Git For the Modern Data Scientist: 9 Git Concepts You Can’t Ignore | by Bex T.

[ad_1]

Explained with striking visuals

Introduction

Most data scientists feel like a fish out of water when it comes to Git. There are software engineers who talk about nothing but Git-things, and there are data scientists who say “Huh?” (I wish I could add a sound to this) every time.

That stops today!

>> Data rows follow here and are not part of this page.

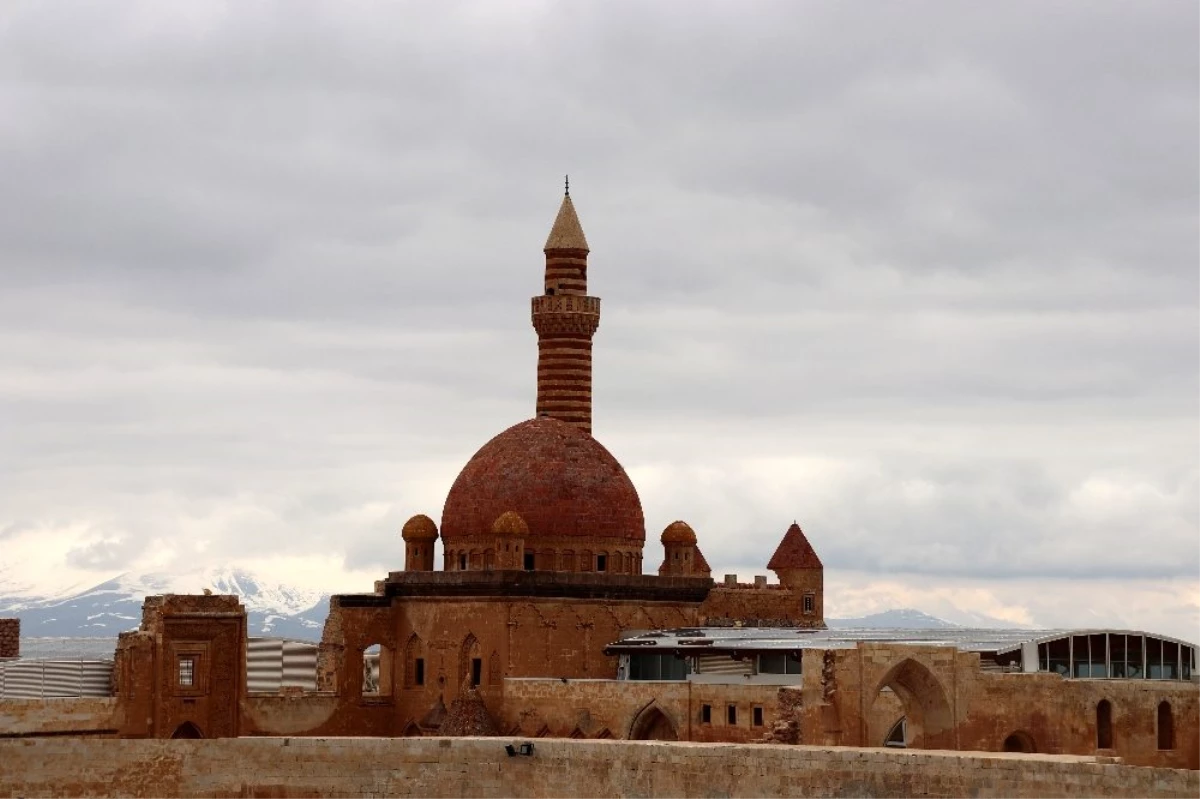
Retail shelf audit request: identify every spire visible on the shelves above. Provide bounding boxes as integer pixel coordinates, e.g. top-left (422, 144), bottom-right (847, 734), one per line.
top-left (767, 522), bottom-right (823, 572)
top-left (544, 187), bottom-right (588, 252)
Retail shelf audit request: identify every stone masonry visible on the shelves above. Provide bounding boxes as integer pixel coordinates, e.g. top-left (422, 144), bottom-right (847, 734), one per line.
top-left (0, 619), bottom-right (20, 657)
top-left (0, 738), bottom-right (1200, 799)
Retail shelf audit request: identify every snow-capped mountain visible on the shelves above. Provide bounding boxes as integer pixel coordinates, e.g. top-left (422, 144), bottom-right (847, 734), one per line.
top-left (0, 569), bottom-right (1027, 641)
top-left (0, 569), bottom-right (329, 641)
top-left (826, 607), bottom-right (960, 630)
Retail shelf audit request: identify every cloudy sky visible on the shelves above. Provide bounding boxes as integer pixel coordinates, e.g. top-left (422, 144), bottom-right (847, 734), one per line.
top-left (0, 0), bottom-right (1200, 639)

Since Git is an essential tool for collaboration, I will break down nine of the most critical Git concepts that data scientists must know like the back of their hand.

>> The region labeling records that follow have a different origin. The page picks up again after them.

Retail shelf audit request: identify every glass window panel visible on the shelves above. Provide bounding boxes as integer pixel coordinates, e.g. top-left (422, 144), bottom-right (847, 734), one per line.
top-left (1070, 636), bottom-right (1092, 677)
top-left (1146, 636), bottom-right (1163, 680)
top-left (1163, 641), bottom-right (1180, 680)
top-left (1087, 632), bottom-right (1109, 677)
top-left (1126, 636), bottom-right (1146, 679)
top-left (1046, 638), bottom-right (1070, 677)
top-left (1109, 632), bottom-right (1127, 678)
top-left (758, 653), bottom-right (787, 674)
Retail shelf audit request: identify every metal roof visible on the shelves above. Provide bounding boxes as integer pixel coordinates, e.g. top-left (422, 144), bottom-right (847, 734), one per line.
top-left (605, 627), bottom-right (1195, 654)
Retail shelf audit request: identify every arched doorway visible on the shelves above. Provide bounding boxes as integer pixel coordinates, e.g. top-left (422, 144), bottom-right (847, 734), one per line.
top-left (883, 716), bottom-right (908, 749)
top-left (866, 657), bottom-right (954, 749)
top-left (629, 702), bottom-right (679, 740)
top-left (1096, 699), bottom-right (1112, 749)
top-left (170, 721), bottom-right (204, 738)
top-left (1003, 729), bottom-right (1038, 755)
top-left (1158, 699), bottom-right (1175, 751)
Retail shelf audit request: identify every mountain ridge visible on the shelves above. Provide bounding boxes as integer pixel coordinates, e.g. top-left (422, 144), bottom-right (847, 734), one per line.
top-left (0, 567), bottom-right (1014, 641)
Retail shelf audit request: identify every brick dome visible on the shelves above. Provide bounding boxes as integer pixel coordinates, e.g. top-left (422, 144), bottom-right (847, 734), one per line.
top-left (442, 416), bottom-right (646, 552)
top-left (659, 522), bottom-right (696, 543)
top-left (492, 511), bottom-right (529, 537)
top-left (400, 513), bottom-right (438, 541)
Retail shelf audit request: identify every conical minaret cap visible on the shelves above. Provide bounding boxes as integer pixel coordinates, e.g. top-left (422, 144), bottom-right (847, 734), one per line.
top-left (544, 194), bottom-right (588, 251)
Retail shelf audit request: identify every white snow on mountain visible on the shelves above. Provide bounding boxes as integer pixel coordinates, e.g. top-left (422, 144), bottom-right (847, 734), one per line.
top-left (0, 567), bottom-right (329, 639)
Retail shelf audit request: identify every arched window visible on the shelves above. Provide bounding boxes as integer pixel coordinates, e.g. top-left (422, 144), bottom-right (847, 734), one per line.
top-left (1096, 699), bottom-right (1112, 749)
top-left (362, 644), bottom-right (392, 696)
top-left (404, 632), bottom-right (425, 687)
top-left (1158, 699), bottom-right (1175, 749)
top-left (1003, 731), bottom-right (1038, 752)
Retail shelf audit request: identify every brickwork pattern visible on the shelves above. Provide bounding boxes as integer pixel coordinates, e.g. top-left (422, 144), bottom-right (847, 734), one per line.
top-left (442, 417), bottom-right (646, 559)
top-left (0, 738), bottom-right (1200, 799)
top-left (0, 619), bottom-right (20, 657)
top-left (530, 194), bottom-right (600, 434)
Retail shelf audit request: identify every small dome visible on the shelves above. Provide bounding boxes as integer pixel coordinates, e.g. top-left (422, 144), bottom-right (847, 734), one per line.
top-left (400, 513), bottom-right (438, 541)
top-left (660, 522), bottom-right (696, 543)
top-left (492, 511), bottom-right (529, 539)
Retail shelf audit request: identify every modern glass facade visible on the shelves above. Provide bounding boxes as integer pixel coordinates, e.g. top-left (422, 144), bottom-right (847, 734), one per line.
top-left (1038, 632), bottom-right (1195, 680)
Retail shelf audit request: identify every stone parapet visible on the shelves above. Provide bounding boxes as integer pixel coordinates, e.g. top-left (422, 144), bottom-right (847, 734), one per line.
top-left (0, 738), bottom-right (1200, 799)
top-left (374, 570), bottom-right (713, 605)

I can promise that you won’t be nodding your head in fake understanding the next time someone talks about Git or version control.

Let’s get started!

For the 1000th time…

You may have heard it a few hundred times already, but I will err on the side of caution and say it for the few hundred and first time:

Git is one of the most critical tools in developing ML and AI systems.

If your idea of a machine learning or data science project involves models cooked up in notebooks with creatively named files such as “notebook1”, “notebook2”, “notebook_final”, and “notebook_final_final”, then don’t bother with Git.

However, if you aim to deploy models that others can use without migraines, Git is a relatively small price to pay.

Git allows you to keep track of changes to your code and data, collaborate with others, and maintain a history of your project. With Git, you can easily revert to a previous version of your work, compare different versions, and merge changes made by multiple contributors.

Moreover, Git easily integrates with other popular MLOps tools like DVC for data version control, making it an essential tool for data scientists.

0. Repository

Basically, a repository is this:

It is a folder on your machine. It can have no files, three files, or a hundred. The only thing needed to convert that folder into a Git repository is to call git init inside it.

A machine learning repository usually has folders to store data, models, and code for loading, cleaning, and transforming data, as well as selecting, training, and saving models for deployment.

There will be other miscellaneous files, such as the .git folder for Git internals and metadata files.

All of these make up a single repository, and Git is usually enough to track them (except for data and models. For that, see this article afterward).

1. Tracked, untracked

When you initialize Git inside a directory, by default, any existing or new files/directories you create will be untracked by Git.

Image by me. Showcase of the `git status` command

This means that any future changes you make to them will also be untracked. Therefore, you need to put those files under Git supervision by running git add path/to/file.py.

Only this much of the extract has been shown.